Search code examples
sqljoinamazon-athenaprestotrino

How to do a non-equi join in SQL with multiple time ranges per group?


I'm looking for a way to do a non-equi join in SQL, joining by whether col x from table A is within a range of dates given in col y from table B. However, table B has multiple possible ranges per ID, and the table's data format is long.
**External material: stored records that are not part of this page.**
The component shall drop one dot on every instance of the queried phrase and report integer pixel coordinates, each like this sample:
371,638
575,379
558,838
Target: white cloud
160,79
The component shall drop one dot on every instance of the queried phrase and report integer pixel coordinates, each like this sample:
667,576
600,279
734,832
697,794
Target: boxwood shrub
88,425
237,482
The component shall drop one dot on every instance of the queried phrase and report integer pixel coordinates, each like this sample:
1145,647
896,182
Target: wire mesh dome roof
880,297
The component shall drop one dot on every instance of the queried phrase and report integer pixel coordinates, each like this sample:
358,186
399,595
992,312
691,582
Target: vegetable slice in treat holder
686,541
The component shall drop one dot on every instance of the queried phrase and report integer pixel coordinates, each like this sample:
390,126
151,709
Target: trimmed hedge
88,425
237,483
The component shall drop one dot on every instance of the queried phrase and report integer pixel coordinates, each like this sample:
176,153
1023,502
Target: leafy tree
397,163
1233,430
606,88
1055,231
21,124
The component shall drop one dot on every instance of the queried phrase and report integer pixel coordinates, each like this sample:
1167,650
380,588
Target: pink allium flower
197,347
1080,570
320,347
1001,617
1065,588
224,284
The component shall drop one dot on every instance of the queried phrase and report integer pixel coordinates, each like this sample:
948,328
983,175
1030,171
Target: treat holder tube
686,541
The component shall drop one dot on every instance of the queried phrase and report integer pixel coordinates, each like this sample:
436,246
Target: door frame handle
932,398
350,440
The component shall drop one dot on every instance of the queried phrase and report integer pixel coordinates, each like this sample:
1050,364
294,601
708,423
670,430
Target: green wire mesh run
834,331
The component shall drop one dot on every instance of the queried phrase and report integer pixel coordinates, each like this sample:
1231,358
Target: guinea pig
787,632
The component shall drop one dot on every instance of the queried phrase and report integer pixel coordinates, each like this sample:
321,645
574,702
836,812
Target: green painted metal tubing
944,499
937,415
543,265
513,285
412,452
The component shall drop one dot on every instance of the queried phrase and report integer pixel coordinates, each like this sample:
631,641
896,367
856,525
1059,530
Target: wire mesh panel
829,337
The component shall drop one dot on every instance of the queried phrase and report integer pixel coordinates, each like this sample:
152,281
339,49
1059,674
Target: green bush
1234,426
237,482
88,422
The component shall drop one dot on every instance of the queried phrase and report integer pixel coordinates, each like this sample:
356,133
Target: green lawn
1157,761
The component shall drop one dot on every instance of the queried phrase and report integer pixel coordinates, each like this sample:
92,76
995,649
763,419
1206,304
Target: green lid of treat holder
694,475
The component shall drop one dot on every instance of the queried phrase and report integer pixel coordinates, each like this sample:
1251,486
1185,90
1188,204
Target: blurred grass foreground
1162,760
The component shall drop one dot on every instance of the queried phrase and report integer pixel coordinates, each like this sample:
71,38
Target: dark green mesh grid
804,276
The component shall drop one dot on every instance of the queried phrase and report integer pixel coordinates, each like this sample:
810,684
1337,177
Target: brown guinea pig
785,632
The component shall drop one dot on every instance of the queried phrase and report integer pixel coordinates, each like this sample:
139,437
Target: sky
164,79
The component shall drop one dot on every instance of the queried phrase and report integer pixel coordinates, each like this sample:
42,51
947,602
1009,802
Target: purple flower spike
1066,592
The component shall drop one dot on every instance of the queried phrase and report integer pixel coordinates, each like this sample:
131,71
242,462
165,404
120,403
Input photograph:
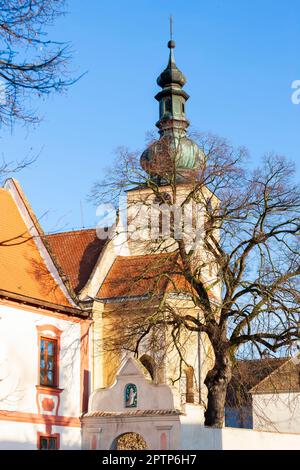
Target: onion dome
174,150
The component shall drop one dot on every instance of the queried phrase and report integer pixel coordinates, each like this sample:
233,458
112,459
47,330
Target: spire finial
171,27
171,43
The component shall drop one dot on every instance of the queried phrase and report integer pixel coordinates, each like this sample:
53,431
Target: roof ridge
50,234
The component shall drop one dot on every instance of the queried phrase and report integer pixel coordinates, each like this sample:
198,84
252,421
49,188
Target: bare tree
250,244
31,65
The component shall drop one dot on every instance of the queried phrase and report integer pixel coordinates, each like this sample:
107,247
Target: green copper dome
174,152
170,152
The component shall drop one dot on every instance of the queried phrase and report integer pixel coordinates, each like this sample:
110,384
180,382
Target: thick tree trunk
217,381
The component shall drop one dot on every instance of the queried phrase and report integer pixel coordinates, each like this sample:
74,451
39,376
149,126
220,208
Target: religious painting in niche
130,396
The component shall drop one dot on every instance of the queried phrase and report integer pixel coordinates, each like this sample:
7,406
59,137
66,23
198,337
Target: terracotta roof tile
132,276
22,269
77,253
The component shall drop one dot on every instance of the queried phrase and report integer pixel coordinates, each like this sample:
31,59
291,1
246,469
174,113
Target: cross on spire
171,27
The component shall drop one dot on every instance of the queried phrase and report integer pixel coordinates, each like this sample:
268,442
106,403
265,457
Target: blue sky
240,58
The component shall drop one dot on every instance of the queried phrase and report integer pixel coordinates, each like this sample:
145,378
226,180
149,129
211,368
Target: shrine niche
130,396
132,414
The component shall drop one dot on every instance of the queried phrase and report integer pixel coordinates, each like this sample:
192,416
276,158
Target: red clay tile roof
77,253
23,270
133,276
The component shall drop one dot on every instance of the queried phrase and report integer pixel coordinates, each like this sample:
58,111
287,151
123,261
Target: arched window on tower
189,384
149,364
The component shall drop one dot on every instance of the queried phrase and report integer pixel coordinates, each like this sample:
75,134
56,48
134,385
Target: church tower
136,272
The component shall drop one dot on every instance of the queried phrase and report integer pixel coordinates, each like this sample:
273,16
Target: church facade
65,300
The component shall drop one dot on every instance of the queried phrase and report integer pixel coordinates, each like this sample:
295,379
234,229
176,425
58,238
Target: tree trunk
217,381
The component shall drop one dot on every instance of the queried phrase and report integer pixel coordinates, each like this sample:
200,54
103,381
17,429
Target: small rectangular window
48,443
168,105
48,362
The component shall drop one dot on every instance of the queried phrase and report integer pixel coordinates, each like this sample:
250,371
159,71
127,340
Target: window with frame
48,362
48,443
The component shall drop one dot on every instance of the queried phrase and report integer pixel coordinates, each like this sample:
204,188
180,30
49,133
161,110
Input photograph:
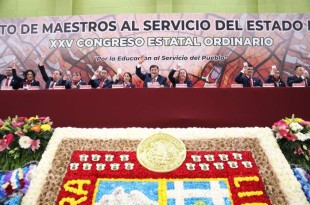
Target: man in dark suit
298,77
245,77
100,79
75,82
151,77
9,80
307,78
275,78
51,82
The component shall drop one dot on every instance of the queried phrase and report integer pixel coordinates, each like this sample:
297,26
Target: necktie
52,85
101,83
251,82
7,81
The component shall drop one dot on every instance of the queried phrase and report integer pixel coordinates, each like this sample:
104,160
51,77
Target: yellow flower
46,127
298,120
36,128
288,121
33,118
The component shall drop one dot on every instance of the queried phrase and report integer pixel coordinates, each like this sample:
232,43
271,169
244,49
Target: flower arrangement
23,140
293,136
14,184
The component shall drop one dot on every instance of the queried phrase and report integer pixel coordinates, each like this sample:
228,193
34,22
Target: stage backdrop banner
211,47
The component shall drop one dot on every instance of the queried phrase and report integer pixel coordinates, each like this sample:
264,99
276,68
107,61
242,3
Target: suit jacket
95,83
147,78
174,81
34,83
121,82
293,79
271,79
69,84
15,82
308,82
245,81
49,80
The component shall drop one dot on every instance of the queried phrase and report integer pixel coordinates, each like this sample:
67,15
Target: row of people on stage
100,78
246,78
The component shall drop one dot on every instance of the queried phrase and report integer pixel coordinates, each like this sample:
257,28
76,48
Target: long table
142,107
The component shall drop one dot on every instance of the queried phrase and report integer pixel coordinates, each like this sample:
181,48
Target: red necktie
52,85
101,83
7,81
251,83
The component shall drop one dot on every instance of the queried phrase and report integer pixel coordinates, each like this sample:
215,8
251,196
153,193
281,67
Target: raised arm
138,68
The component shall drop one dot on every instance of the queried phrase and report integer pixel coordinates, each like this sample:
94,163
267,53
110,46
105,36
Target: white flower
302,137
296,127
24,142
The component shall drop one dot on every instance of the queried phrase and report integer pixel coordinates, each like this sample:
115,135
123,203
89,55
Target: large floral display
221,166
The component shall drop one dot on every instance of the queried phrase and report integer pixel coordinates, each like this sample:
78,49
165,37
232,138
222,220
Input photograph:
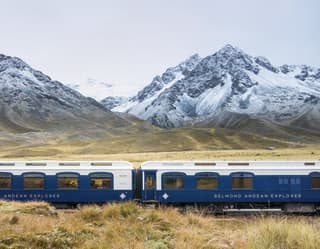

For example:

# Table A
# | person_id | breakfast_date | fruit_eaten_for_breakfast |
# |-----------|----------------|---------------------------|
# | 1         | 2023-03-12     | banana                    |
# | 1         | 2023-03-25     | apple                     |
# | 1         | 2023-04-01     | orange                    |
# | 1         | 2023-04-05     | kiwi                      |
# | 1         | 2023-04-22     | grapefruit                |
# | 2         | 2024-12-15     | strawberry                |
# | 2         | 2024-01-11     | blueberry                 |
# | 2         | 2024-02-12     | mango                     |
# | 2         | 2024-02-29     | watermelon                |
# | 2         | 2024-03-10     | pear                      |


# Table B
# | person_id | period_start_and_end | period |
# |-----------|----------------------|--------|
# | 1         | 2023-03-15           | 1      | first period for user_id = 1 started
# | 1         | 2023-03-30           | 1      | on March 15 and ended on March 30.
# | 1         | 2023-04-02           | 2      |
# | 1         | 2023-04-10           | 2      |
# | 1         | 2023-04-12           | 3      |
# | 1         | 2023-04-20           | 3      |
# | 2         | 2024-01-01           | 1      |
# | 2         | 2024-01-05           | 1      |
# | 2         | 2024-02-10           | 2      | second period for user_id = 2 started
# | 2         | 2024-02-13           | 2      | on Feb 10 and ended on Feb 13.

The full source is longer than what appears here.